The great modern historian of our ancestors—Mr. Kemble—also informs us that the tithe—that property which cunning and selfish individuals in the course of time, and little by little, appropriated to their own uses—was originally divided into three portions: one for the reparation of the church; a second to the servants of God; “and a third to God’s poor and needy men in thraldom.” And Mr. Kemble further states that when the accidental oblations were replaced by settled payments, whether land or not, they were directed to be applied in definite proportions to these objects.

So that the maintenance of the place of religious worship was as much provided for as the clergy who were to do duty therein; the poor, too, were equally taken care of, at the same time and by the same means; for to use the emphatic words of this great historian, “the state had a poor-law and the clergy were the relieving officers.” Mr. Barnes, the registrar of the diocese of Exeter, in his examination before the select committee of the House of Commons, on the fourth of July, 1851, [119a] says, that he believes Blackstone was mistaken in attributing the charge of the repair of the church to the tithe; but I think Mr. Kemble has fully established the truth of the position taken up by that learned Judge.
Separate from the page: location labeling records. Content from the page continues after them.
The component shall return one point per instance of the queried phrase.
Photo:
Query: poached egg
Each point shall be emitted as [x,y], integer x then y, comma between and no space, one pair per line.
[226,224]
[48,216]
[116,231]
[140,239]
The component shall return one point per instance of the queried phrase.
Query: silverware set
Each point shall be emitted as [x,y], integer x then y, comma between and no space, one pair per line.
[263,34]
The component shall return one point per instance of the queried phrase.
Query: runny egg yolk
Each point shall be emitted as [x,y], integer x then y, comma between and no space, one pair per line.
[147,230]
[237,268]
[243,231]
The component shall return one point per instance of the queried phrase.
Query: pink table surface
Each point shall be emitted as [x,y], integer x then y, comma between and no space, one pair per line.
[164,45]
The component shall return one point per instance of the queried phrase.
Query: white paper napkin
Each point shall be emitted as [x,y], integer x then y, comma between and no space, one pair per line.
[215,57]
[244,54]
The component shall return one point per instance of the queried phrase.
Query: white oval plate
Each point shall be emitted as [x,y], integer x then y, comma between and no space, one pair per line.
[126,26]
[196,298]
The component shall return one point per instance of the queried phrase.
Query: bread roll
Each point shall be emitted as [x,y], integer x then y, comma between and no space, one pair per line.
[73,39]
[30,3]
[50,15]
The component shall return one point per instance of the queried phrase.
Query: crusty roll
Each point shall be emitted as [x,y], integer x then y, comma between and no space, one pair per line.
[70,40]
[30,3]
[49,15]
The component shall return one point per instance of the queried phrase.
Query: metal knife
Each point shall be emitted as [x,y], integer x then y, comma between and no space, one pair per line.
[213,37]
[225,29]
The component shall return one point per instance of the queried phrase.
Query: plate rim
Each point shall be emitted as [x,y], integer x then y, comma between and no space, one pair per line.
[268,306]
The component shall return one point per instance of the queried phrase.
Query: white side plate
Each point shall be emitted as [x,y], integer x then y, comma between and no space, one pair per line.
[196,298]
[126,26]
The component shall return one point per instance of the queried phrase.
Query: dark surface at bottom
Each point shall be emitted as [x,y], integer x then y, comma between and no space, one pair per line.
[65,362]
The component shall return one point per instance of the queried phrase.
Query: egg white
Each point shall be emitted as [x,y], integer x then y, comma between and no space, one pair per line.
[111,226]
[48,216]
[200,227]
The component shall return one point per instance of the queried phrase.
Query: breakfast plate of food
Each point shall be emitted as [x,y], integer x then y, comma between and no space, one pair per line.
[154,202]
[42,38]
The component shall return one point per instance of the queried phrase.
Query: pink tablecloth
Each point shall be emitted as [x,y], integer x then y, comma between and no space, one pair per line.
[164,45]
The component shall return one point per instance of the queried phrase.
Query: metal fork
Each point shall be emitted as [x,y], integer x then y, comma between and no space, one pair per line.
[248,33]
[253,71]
And this was not all, the bishops, and clergy, were to feed the poor out of their own incomes. A parson who possessed a superfluity and did not distribute it to the poor was to be excommunicated. And the clergy were to practice handicrafts, “not only to keep them out of mischief, but to help to feed their poor brethren.” Many of them were masons; and Mr. Kemble is of opinion that more churches existed in the tenth century than at the present time.

Before that time there appears to have been “a tendency to speculate in church-building;” for the sake of obtaining “the oblations of the faithful;” the builders claiming for themselves that portion of the church—the altare—on which the offerings were laid.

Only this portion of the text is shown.